— Эй! — позвал он Борю. — Помнишь, ты про аппарат рассказывал… ну тот, который время вспять поворачивает. Не врал?
— Не-е, — беззаботно ответил Боря. — Было такое дело, шефуля. Было, да сплыло.
— А если опять попробовать?
— Не осилю. Одна труха в голове осталась.
— А ты не спеши, подумай. Пораскинь мозгами. А все, что надо, я достану.
— Раскидывать особо нечем. Усохли мозги. Впрочем, могу тебе один адресок дать. Аппарат мой в том подвале валяется. Если, конечно, пионеры его еще в металлолом не сдали.
Где-то в самую глухую предутреннюю пору Клещова посетил нелепый, зловещий сон.
Будто бы в полутемной комнате без окон, с голыми стенами, сидят они за канцелярским столом — он, Боря Каплун и кто-то третий, чье лицо загораживает низко висящий жестяной абажур, и, держа в руках развернутые веером пачки денег, играют в какую-то странную игру наподобие подкидного дурака. Боря все время жульничает, хихикает, прячет деньги под крышкой стола, норовит подсунуть вместо них то конфетную обертку, то хлебную корку, то смятую пачку из-под сигарет. Это ужасно бесит Клещова, он нервничает, препирается с Борей, а человек с невидимым лицом тем временем молча побивает каждый его ход и сдвигает, сдвигает, сдвигает к себе выигранные деньги. Правила игры несложные — побеждает тот, кто предъявляет купюру с более высоким номером. Наконец в руках Клещова остается одна — единственная сотенная, чей номер — о счастье! — состоит из одних девяток. Торжествуя, он всей пятерней припечатывает бумажку к столу, но неизвестный все так же молча выкладывает рядом точно такую же сотню с точно таким же номером.
— А ты, шефуля, шулер! — визжит Боря. — Туфту подсунул! Фальшивочку! Не видишь разве, что надписи на гербе не читаются!
— Ив защитной сетке дефектики имеются, — голосом Инны Адамовны изрекает третий.
Рука его, широкая в запястье, неестественно длинная, каменно твердая, пересекает конус желтого света над столом и, как цыпленка, хватает Клещова за глотку. Боря ехидно хохочет, потирает руки, и его хохот переходит постепенно в надрывный собачий лай. Смертный мрак застилает глаза Клещова, сердце, сделав последний судорожный скачок, замирает, он задыхается… и просыпается на своей койке от сердечной боли, от Бориного повизгивающего хохота, от хриплого отчаянного бреха за стеной.
Прошло не меньше минуты, прежде чем Клещов, все еще сотрясаемый кошмаром, прочухался окончательно, а прочухавшись, понял: сон это, целы целехоньки его денежки, не было ни страшного человека, ни казенной комнаты, на дворе ночь, а на соседней койке вовсе не хохочет, а заходится безобразным храпом Боря.
Вот только сердце… Ничего, придет время — новое купим.

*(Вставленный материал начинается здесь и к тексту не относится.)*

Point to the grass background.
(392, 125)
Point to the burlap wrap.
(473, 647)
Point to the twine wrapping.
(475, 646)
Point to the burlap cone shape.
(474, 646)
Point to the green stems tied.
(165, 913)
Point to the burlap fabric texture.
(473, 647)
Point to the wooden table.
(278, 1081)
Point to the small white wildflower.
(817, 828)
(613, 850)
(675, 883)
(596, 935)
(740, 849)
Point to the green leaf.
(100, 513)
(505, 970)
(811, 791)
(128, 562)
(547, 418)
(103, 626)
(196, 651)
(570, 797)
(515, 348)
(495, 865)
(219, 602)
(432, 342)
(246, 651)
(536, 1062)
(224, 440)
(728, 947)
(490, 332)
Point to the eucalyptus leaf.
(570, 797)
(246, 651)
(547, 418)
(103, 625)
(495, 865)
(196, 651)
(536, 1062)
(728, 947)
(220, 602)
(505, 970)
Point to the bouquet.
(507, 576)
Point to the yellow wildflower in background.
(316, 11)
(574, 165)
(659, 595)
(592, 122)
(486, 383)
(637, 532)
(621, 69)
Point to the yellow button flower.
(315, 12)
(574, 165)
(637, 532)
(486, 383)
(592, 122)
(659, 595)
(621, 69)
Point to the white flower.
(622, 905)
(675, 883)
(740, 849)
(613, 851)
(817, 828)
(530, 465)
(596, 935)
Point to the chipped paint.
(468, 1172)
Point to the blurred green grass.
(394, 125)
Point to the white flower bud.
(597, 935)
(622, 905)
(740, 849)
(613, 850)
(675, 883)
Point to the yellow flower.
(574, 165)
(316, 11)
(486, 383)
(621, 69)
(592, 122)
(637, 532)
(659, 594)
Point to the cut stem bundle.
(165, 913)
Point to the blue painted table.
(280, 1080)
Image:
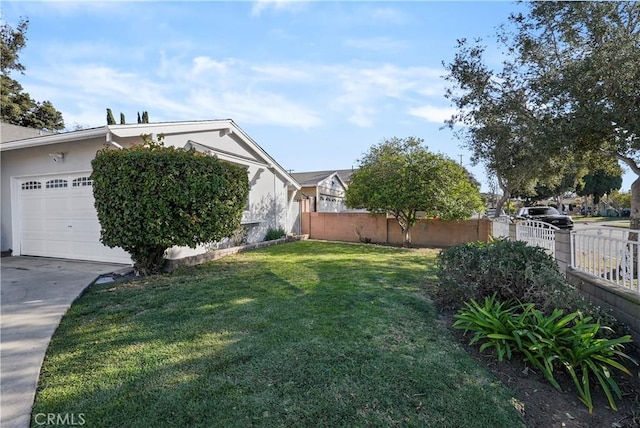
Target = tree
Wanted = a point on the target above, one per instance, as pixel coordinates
(402, 178)
(110, 119)
(599, 183)
(150, 198)
(584, 62)
(17, 107)
(499, 125)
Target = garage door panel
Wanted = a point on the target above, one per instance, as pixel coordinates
(62, 221)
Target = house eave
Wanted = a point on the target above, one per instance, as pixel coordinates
(64, 137)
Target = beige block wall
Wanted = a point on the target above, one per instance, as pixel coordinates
(377, 228)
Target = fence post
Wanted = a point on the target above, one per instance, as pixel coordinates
(563, 250)
(512, 232)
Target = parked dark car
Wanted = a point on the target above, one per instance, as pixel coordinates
(547, 215)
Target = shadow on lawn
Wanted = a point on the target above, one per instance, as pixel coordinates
(334, 339)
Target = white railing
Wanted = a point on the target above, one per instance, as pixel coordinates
(609, 253)
(537, 234)
(500, 227)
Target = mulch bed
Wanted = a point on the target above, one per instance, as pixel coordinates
(541, 405)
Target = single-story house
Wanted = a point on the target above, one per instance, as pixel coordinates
(325, 189)
(47, 199)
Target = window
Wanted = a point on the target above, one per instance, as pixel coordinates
(57, 183)
(82, 181)
(31, 185)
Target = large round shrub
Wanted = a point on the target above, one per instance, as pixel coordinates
(508, 269)
(150, 198)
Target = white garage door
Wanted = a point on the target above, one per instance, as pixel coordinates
(58, 219)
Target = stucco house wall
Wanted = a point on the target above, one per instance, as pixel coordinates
(35, 161)
(270, 202)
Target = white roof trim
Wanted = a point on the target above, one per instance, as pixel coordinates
(226, 156)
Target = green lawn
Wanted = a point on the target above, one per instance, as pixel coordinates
(305, 334)
(619, 222)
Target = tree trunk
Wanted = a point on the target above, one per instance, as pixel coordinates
(406, 237)
(634, 220)
(634, 226)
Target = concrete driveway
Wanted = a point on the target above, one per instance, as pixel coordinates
(36, 292)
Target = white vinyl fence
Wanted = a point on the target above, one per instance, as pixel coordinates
(500, 227)
(609, 253)
(537, 234)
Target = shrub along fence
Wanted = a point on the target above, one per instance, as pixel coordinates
(381, 229)
(623, 302)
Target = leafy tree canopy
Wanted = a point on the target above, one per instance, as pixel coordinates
(16, 106)
(150, 198)
(401, 177)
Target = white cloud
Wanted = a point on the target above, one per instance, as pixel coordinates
(260, 6)
(294, 94)
(433, 113)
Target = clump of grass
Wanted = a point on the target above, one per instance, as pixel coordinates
(304, 334)
(273, 234)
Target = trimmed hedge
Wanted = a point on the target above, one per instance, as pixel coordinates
(508, 270)
(150, 198)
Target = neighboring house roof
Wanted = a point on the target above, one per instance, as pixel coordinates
(10, 132)
(111, 133)
(307, 179)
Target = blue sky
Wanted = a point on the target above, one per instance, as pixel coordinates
(314, 83)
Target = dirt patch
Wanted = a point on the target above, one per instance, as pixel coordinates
(542, 406)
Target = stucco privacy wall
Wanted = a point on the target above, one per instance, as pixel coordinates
(377, 228)
(35, 161)
(624, 304)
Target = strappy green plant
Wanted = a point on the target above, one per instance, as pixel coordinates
(572, 342)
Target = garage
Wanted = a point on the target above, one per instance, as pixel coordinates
(57, 219)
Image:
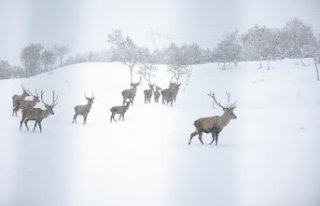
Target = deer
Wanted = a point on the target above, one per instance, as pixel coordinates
(157, 93)
(169, 95)
(24, 104)
(17, 97)
(129, 94)
(148, 93)
(38, 114)
(214, 124)
(83, 109)
(121, 110)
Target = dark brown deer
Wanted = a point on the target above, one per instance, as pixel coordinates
(157, 94)
(121, 110)
(17, 97)
(169, 95)
(83, 109)
(25, 104)
(38, 114)
(215, 124)
(148, 93)
(129, 94)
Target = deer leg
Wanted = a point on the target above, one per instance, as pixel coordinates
(40, 127)
(200, 137)
(21, 124)
(214, 134)
(74, 118)
(217, 135)
(85, 119)
(34, 127)
(192, 135)
(26, 123)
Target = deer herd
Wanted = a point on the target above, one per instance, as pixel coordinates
(213, 124)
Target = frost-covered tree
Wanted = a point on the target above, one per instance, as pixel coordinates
(124, 50)
(48, 58)
(228, 49)
(148, 68)
(30, 57)
(177, 62)
(256, 40)
(61, 52)
(300, 38)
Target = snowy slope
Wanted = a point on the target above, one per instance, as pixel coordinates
(268, 156)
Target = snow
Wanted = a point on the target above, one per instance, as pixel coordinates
(268, 156)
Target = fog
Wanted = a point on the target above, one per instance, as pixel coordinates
(84, 25)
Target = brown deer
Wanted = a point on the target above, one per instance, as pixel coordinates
(215, 124)
(169, 95)
(25, 104)
(83, 109)
(17, 97)
(121, 110)
(157, 94)
(148, 93)
(38, 114)
(129, 94)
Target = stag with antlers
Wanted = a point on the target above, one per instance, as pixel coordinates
(25, 104)
(38, 114)
(129, 94)
(215, 124)
(148, 93)
(83, 109)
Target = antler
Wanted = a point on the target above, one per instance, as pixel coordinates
(214, 99)
(54, 99)
(36, 93)
(92, 96)
(230, 106)
(233, 105)
(23, 88)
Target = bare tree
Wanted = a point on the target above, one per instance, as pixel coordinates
(30, 57)
(215, 124)
(125, 50)
(17, 97)
(61, 52)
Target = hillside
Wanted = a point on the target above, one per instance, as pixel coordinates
(268, 156)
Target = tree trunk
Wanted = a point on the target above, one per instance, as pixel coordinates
(131, 74)
(316, 66)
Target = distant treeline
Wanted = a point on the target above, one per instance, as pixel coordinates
(260, 43)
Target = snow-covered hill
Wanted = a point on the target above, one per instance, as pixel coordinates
(268, 156)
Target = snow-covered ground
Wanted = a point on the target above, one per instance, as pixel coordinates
(268, 156)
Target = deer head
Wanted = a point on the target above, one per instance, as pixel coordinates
(50, 107)
(228, 109)
(89, 99)
(35, 96)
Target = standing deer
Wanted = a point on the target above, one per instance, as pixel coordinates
(157, 94)
(169, 95)
(129, 94)
(25, 104)
(121, 110)
(215, 124)
(83, 109)
(17, 97)
(38, 114)
(148, 93)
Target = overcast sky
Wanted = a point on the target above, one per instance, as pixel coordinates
(84, 24)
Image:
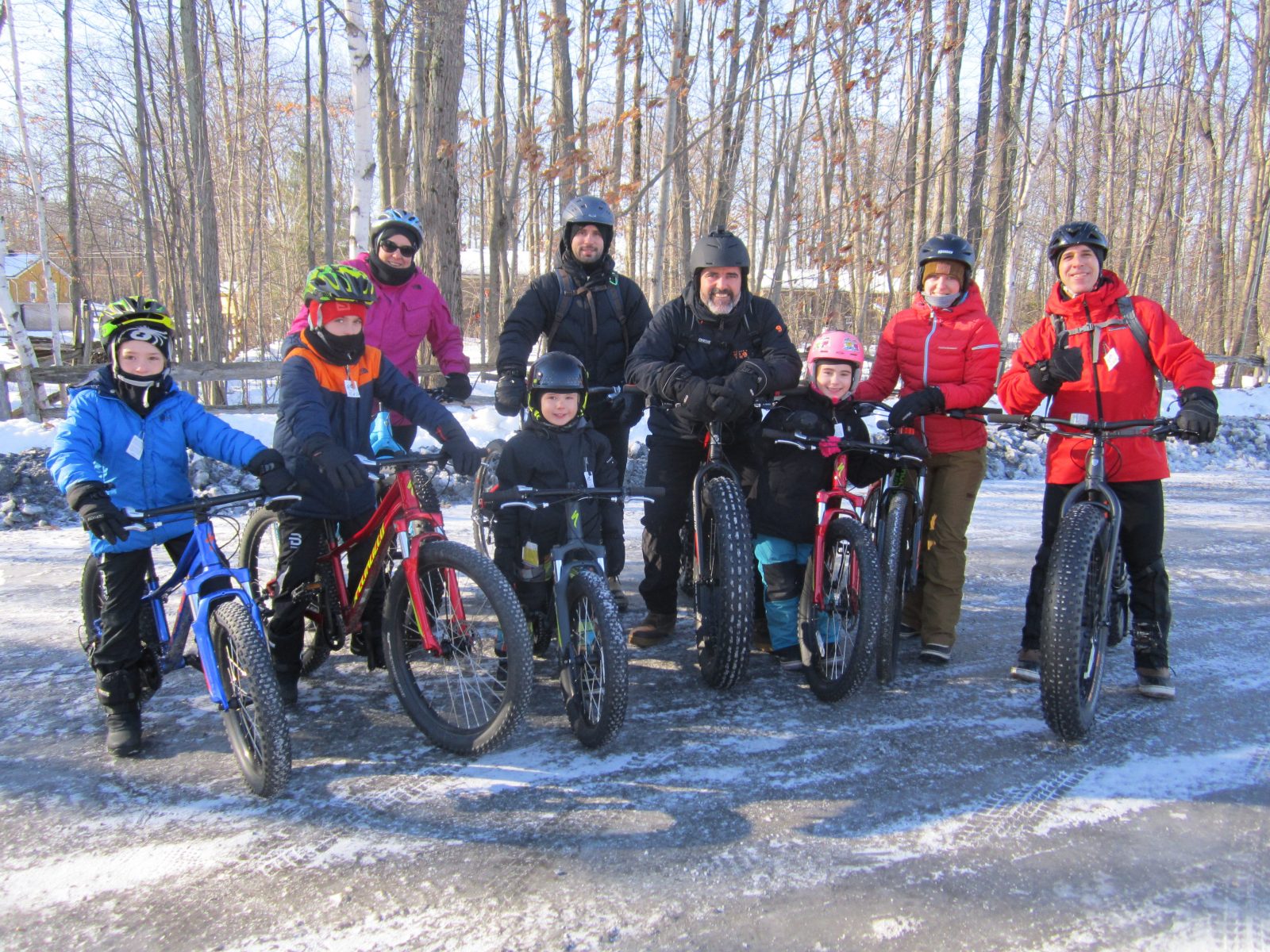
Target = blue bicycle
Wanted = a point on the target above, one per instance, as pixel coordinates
(232, 651)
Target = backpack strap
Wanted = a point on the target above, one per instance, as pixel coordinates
(1130, 317)
(569, 291)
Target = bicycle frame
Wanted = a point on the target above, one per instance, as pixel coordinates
(402, 513)
(205, 578)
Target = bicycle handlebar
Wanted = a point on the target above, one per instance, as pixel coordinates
(540, 498)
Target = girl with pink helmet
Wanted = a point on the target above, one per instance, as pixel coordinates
(784, 488)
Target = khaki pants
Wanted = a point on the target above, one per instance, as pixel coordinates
(952, 484)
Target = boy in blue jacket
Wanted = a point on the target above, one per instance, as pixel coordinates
(330, 384)
(125, 446)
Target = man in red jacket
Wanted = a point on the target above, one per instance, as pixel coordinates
(945, 349)
(1056, 359)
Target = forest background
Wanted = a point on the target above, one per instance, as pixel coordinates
(210, 152)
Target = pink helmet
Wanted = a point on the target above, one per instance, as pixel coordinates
(840, 347)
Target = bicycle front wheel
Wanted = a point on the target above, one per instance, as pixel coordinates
(895, 570)
(260, 551)
(1073, 622)
(842, 634)
(483, 520)
(470, 696)
(256, 723)
(594, 668)
(725, 593)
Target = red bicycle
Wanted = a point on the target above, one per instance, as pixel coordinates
(841, 607)
(455, 640)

Молодое, надежное. Сейчас это просто.
Прижимая грудь рукой, он встал и посмотрел поверх занавесок на улицу. Пес не умолкал, рвался, хрипел, натягивал цепь. Кого чуял он: припозднившегося пьяницу, рыскающую неподалеку собачью свадьбу, ненавистного соседского кота или?.. Нет уж, те, если придут — придут совсем не так!
Клещов присел возле койки, выгреб из-под нее кучу всякой рухляди, на ощупь снял две половицы и вытащил из тайника небольшой плоский чемодан. Был он приятно тяжел, но Клещов все же не удержался, открыл крышку и при свете спички еще раз полюбовался его содержимым. Эту операцию он мог проделывать бессчетное количество раз. Простое созерцание аккуратненьких, тщательно обандероленных пачек доставляло ему почти эстетическое наслаждение.
Боря вдруг заворочался, перестал храпеть и внятно сказал:
— Да усни ты, наконец! Ни днем ни ночью покоя нет!
Несколько последующих суток Клещов провел почти без сна, в лихорадочном возбуждении, которое овладевало им всякий раз при начале большого многообещающего дела.
Хронактор оказался цел и невредим, пришлось только очистить его от паутины и мышиных гнезд.
Остаток зимы ушел на прокладку к дому силового кабеля и добывание всякой мелочевки, необходимой для доводки и модернизации аппарата, как то: японской волоконной оптики, шведских композиционных сплавов, турбонасосного агрегата от американской ракеты «Сатурн-5», бразильского натурального латекса, перуанской бальсы, отечественных двутавровых балок. Поскольку трезвому Боре мешали работать муки совести, а пьяному — алкогольные галлюцинации, на весь период монтажа, запуска и испытаний он был ограничен в спиртном и, благодаря заботам Клещова, постоянно пребывал в некоем среднем состоянии.